Thank you very much for your answer. Does the fact that I switched my career totally in Canada matter? For example from marketing in my home country to health field in Canada. If I apply under FSW I will have to show my marketing experience, but I won't continue this career in Canada, since I have already finished college here and am working in different field. Does this matter at all? Because I thought they give you PR under FSW program if you continue working in same field here in Canada.
You're free to pursue any career you want once you get permanent residency, whether that's a past career, your current career, or a completely new, unrelated career.

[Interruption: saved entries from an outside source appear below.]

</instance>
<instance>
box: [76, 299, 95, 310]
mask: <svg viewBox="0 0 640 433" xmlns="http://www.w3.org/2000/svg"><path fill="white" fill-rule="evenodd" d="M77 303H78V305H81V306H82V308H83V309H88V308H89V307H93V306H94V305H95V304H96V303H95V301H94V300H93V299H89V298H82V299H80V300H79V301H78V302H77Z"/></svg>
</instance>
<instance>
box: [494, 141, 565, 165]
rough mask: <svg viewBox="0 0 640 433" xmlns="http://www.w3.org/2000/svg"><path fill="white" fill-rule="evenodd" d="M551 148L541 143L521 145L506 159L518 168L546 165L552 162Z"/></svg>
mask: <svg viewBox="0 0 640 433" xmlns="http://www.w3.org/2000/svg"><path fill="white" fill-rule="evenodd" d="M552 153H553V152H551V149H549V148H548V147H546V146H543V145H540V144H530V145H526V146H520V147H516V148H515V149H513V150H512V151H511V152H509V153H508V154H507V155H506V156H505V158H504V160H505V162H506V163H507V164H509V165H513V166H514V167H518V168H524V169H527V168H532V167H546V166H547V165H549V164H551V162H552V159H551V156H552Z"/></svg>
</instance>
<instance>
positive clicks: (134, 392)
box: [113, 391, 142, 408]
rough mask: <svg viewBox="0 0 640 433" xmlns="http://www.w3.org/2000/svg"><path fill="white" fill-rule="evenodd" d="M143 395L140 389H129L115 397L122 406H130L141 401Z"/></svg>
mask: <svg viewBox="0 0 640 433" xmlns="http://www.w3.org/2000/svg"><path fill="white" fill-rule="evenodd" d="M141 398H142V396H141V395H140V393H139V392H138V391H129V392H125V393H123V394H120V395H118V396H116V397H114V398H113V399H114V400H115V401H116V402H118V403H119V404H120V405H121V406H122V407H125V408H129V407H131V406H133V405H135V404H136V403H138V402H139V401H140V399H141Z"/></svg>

Generally, most applicants simply claim their 'primary' career as the career in which they have the most years of experience, for ease of application, and to maximize the points they can get for eligibility or CRS points when they are pursuing Express Entry (even though, really, you only need to have 1-year of continuous full-time experience in your primary NOC to satisfy eligibility, and then all of your other relevant experience is subsequently added together for points purposes), but it doesn't actually have any bearing on what career they will have to choose once they become a PR.
From a logical perspective, if IRCC cared whether you were going to work in a specific career when you received PR, the programme would probably provide preference to certain careers for which demand is greater, but this is not the case; the Express Entry programme really appears to be geared toward bringing in 'skilled' persons in general, regardless of what those skills are and whether they plan to use those skills in specific fields.